Aimed at tracing the root cause of high charges, the Cochin Port Trust (CPT) has constituted a committee to look into the issues related to high handling charges at the port and the International Container Transshipment Terminal(ICTT), Vallarpadam. The decision to constitute a committee was taken at the meeting of the Board of Trustees held on Wednesday.
“Apart from the two top officials of the CPT, the committee also comprises representatives of steamer agents, labour trustees, clearing and forwarding agencies, seafood exporters and other stake holders. The committee is expected to submit a report within a month after collecting data from other ports,” sources said. The issue of high charges in Kochi was given priority at the board meeting.

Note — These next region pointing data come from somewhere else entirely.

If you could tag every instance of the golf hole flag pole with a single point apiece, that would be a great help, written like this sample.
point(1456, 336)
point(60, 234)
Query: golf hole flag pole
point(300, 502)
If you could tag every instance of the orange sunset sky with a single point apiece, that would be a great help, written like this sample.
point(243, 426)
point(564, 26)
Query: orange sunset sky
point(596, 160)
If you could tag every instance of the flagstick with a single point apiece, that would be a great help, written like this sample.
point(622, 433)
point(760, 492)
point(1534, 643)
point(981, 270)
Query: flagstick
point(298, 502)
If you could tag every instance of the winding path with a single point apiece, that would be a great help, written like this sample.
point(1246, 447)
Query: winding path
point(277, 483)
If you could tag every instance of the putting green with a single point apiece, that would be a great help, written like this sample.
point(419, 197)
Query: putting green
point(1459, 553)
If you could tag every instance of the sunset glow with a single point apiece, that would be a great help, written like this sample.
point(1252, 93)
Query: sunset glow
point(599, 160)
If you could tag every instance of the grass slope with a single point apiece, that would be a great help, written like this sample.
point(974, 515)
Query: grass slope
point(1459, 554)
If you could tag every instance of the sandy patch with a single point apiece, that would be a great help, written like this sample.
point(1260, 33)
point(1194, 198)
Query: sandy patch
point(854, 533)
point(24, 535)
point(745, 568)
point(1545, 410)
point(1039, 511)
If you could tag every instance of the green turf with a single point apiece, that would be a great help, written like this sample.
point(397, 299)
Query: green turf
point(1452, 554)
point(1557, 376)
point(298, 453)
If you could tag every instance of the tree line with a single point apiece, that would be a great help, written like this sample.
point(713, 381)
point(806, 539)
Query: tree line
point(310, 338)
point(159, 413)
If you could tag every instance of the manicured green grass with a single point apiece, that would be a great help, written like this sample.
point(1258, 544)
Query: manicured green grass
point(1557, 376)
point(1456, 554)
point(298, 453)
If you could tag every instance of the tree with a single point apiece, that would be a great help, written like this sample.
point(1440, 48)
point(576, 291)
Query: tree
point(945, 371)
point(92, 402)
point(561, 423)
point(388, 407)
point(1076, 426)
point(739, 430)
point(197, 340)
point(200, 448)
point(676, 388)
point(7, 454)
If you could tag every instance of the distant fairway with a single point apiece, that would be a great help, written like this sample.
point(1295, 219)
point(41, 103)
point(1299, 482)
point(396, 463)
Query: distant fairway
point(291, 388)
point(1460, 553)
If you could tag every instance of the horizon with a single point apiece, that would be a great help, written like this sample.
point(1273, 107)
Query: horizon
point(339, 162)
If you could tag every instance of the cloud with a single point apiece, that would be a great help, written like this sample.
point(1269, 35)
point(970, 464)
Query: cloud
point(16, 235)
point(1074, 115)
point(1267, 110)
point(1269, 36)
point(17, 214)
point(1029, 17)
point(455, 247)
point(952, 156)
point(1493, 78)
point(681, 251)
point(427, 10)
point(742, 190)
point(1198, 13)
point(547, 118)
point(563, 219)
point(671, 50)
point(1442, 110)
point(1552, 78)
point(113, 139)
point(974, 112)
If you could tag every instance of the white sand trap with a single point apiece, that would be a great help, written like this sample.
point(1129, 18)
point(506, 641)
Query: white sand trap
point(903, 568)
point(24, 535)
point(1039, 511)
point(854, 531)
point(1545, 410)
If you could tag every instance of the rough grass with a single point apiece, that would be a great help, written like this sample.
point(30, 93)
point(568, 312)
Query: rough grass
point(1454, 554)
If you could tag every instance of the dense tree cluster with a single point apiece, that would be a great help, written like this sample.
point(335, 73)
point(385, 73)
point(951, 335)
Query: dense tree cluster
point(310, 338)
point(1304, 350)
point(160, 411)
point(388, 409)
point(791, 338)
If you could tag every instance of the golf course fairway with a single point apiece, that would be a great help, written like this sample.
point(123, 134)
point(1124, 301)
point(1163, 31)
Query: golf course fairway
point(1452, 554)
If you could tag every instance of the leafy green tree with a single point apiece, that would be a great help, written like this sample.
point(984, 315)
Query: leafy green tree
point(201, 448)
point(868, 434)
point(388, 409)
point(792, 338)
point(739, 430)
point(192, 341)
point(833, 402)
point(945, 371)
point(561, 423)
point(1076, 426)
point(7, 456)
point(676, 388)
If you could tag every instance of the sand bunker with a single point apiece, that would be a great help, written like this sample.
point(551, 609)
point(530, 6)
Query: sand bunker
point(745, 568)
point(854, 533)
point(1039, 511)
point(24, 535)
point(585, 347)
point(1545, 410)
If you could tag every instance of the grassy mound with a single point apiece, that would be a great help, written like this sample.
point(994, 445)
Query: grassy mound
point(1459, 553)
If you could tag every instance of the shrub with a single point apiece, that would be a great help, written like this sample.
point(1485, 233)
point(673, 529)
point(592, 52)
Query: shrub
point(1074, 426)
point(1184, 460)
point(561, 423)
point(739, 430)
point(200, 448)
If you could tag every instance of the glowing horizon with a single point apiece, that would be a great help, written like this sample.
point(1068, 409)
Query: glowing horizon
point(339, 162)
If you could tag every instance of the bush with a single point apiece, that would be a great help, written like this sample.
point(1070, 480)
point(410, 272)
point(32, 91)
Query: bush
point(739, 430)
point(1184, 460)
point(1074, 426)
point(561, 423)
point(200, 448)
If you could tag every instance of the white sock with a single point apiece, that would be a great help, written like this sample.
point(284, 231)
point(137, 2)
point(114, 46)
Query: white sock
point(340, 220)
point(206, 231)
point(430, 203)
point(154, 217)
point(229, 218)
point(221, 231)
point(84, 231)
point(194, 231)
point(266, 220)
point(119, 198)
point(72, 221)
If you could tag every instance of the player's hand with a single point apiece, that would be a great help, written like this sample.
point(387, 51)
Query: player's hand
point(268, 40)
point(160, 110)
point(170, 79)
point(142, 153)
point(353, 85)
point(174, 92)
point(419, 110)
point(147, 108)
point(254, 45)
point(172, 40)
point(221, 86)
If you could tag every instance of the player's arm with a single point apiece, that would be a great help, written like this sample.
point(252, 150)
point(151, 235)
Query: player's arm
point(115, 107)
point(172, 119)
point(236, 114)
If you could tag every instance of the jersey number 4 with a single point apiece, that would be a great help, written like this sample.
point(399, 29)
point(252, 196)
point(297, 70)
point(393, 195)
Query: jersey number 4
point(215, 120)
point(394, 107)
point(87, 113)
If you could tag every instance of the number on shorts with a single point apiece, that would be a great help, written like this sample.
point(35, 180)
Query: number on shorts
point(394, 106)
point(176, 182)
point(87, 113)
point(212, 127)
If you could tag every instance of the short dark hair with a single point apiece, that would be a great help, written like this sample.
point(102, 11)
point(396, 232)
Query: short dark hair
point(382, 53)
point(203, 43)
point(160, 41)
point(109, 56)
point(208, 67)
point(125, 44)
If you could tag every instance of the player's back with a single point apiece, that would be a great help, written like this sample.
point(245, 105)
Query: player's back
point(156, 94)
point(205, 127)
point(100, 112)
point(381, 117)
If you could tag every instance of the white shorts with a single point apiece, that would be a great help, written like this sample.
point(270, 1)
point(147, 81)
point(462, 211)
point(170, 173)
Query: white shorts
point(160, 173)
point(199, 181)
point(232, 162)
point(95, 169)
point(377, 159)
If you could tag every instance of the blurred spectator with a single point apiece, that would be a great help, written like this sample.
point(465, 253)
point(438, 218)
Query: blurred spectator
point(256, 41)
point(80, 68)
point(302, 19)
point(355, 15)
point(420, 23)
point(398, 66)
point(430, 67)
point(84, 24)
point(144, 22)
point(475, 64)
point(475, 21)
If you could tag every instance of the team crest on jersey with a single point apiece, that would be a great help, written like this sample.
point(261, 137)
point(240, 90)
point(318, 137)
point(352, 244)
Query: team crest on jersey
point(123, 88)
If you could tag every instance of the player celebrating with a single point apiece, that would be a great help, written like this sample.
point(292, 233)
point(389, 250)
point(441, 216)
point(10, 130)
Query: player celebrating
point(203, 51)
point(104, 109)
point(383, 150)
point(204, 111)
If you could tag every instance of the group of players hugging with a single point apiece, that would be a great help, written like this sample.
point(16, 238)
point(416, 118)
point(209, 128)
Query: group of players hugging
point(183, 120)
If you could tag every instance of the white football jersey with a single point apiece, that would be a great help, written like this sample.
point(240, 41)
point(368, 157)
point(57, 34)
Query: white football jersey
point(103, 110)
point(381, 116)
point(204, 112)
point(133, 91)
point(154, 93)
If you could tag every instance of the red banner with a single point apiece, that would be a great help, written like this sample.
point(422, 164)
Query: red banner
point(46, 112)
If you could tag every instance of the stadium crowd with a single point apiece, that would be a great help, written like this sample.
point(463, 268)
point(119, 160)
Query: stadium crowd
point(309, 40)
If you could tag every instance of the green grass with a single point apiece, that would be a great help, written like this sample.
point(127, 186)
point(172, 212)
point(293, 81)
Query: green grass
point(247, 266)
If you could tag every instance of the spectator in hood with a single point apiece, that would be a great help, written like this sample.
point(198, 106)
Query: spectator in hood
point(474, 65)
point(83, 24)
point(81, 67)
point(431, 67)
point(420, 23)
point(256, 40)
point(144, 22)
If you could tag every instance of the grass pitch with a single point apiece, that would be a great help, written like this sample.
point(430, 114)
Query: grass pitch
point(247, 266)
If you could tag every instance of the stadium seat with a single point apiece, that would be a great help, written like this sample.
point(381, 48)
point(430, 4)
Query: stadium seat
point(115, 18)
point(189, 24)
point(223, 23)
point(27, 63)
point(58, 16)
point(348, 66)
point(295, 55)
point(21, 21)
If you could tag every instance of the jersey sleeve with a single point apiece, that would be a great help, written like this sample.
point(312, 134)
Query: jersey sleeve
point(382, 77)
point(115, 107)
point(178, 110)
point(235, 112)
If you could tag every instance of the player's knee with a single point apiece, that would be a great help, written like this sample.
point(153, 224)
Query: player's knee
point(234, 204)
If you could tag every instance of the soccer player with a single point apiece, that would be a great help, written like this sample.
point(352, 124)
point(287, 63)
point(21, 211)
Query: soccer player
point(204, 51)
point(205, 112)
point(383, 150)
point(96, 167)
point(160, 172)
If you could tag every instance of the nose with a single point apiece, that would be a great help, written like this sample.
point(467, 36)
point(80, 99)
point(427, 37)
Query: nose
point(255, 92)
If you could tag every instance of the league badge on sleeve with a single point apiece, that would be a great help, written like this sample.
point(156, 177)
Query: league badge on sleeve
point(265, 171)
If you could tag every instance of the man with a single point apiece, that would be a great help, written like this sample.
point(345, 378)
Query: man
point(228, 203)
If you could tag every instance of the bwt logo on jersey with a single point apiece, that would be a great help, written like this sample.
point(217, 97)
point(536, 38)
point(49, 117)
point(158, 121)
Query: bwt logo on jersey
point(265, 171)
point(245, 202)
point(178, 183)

Despite its geographical advantages, high handling charges have always been a setback to the CPT’s growth.
While the Port Trust authorities make it clear that the charges exacted in Kochi are in accordance with the Tariff Authority for Major Ports (TAMP) regulations, the charges often go up three to five fold.
CPT authorities attribute it to causes like storage, packing, loading and unloading on which they have no control.
“We hope to address the issue after tracing its root cause and facilitate the port’s growth. The committee will scrutinise every step of cargo handling,” sources said.
Recently, owing to high handling charges, the Union Ministry of Fertilisers had decided to shift fertiliser import for the Fertlisers and Chemicals Travancore Ltd (FACT) from Kochi to Tuticorin. The cost of handling fertilizers in Kochi is 1,726 per tonne, while the charge at Tuticorin for the same is `848.
None of the ports in India exact more than `900 per tonne.
Around 12 lakh tonnes of fertilizers are being handled at Tuticorin port in a month. A comparison of charges at Cochin and Tuticorin ports shows that the FACT can reduce its import expenditure by 50 per cent if it is handled at Tuticorin.